Палата

-Яша, ну сходи ты узнай, может что-нибудь серьезное, ну я тебя прошу.
-Шо ты переживаешь? Если будет что-нибудь серьезное, ты первая узнаешь об этом.
-Нет, я так не могу. Ада, детка, хоть ты скажи папе, нельзя же так ходить и мучиться.
-Мама, скажу я ему: папа сходи в поликлинику! И что? Он меня послушается? Нет, конечно, и я уроню свой авторитет.
-Бог ты мой, одни юмористы в семье. Как бы вы со своим юмором не доигрались до чего плохого. Я так переживаю...

Где-то под новый год у Арсена стало ломить в спине. Похоже было на простуду и жена стала лечить его обычными народными средствами- чаи с лимоном, вареньями, мед и все такое. Но состояние не улучшалось. Общие боли в спине и особенно под лопатками не давали покоя. В поликлинике ничего толком не нашли, но прописали таблетки, настойки. Почти через месяц, когда непонятный недуг не отступил, направили на теплые грязевые ванны. Новый год прошел грустно и незаметно, подходил февраль. Зима была сухая и сравнительно теплая. Арсен еще работал, но уже с большим напряжением. Когда и грязевые ванны не дали результата, его из поликлиники направили в городскую общую больницу.

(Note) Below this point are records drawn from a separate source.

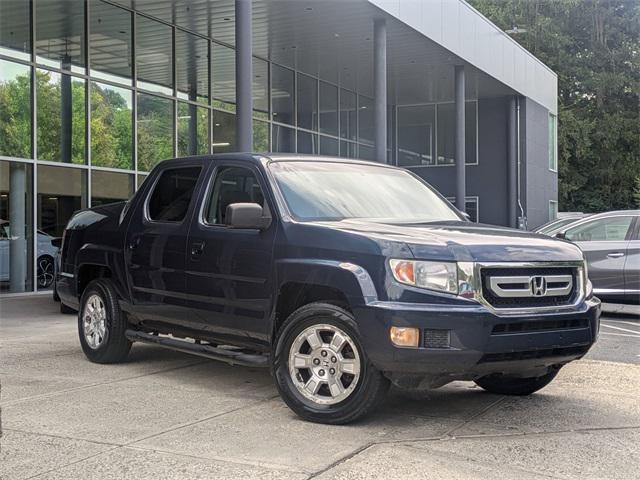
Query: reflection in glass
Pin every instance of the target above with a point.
(61, 191)
(366, 127)
(193, 129)
(446, 133)
(260, 136)
(14, 29)
(281, 94)
(192, 67)
(328, 146)
(260, 89)
(16, 228)
(307, 102)
(328, 109)
(111, 126)
(60, 34)
(155, 130)
(223, 71)
(110, 42)
(224, 132)
(348, 114)
(307, 142)
(416, 135)
(15, 110)
(61, 117)
(154, 58)
(282, 139)
(109, 187)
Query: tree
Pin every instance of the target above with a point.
(594, 47)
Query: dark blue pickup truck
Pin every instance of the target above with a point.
(341, 276)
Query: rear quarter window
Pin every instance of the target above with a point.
(172, 194)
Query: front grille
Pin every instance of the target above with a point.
(539, 326)
(527, 301)
(535, 354)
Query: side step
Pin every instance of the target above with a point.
(232, 357)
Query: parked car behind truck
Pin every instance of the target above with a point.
(341, 276)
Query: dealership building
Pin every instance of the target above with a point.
(94, 93)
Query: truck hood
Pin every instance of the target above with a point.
(465, 241)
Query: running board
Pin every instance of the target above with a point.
(232, 357)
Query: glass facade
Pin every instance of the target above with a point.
(94, 94)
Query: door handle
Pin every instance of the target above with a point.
(197, 248)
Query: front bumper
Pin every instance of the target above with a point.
(481, 342)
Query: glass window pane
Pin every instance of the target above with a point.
(307, 142)
(307, 102)
(365, 120)
(328, 146)
(328, 109)
(260, 136)
(223, 70)
(192, 67)
(155, 130)
(16, 228)
(348, 114)
(154, 58)
(193, 129)
(416, 135)
(60, 34)
(61, 191)
(61, 117)
(109, 187)
(260, 88)
(110, 42)
(282, 139)
(172, 194)
(281, 94)
(15, 110)
(15, 29)
(111, 126)
(224, 132)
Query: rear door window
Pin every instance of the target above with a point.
(172, 194)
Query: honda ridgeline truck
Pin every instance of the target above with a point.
(340, 276)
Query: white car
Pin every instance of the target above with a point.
(46, 254)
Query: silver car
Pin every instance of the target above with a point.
(611, 244)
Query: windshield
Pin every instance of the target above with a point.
(337, 191)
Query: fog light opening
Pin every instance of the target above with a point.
(405, 336)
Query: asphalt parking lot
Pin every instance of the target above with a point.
(169, 415)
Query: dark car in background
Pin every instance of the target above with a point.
(340, 276)
(611, 245)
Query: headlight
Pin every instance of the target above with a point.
(439, 276)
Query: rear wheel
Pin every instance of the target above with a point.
(506, 385)
(101, 324)
(321, 369)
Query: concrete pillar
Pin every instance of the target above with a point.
(512, 168)
(17, 216)
(380, 87)
(244, 77)
(66, 112)
(461, 188)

Арсен пришел в больницу сам, своими ногами. Его определили в маленькую двухместную палату. Комнатка на втором этаже была узкая, удлиненная, с окном на улицу в конце. Две кровати стояли вдоль стен напротив друг друга. Оба больных попали в эту палату  в один день.

Яшу привезла «скорая», прям рано утром и его прооперировали. У него оказалась грыжа. Операция прошла удачно и, уже к полудню у него было вполне хорошее настроение. Есть ему было еще нельзя, поэтому жена принесла легкий, нежирный бульон.
Отношения с Арсеном завязались просто. Два нормальных больных спокойных мужика болтали о том - о сем. О молодости, о бабах, о деньгах. Чего еще мужику для полного счастья? Яше было лежать здесь еще три-четыре дня, а у Арсена пока даже не определили диагноз.

Каждый день по нескольку раз к ним кто-нибудь приходил. Сын Арсена и Ада столкнулись в коридоре, когда входили в палату, и сразу прониклись друг к другу симпатией. Конечно, в первую очередь это   ожидающая эмоций, чувств, страсти молодость, она как голодный хищник бросается на свою «жертву», обволакивая ее взглядом, голосом. Они познакомились,  потом держались за руки, а за стенами больницы, спрятавшись за дерево, пару раз сочно поцеловались. Они были временно счастливы, хоть и там, совсем рядом лежали больные родители. У жизни свои законы, не всегда подчиненные притязаниям людей.

Городская больница всегда была полна больных. То грузовик с рабочими свалился в пропасть, и привезли полуживых с надеждой на спасение. То постоянно привозили юных девчат периода полового созревания и что только из них не вытаскивали, использованное для самоудовлетворения: поломанные карандаши, маленькие огурцы… Ну что было бедным детям делать, когда биология душит – что попалось под руку, то и пихнули.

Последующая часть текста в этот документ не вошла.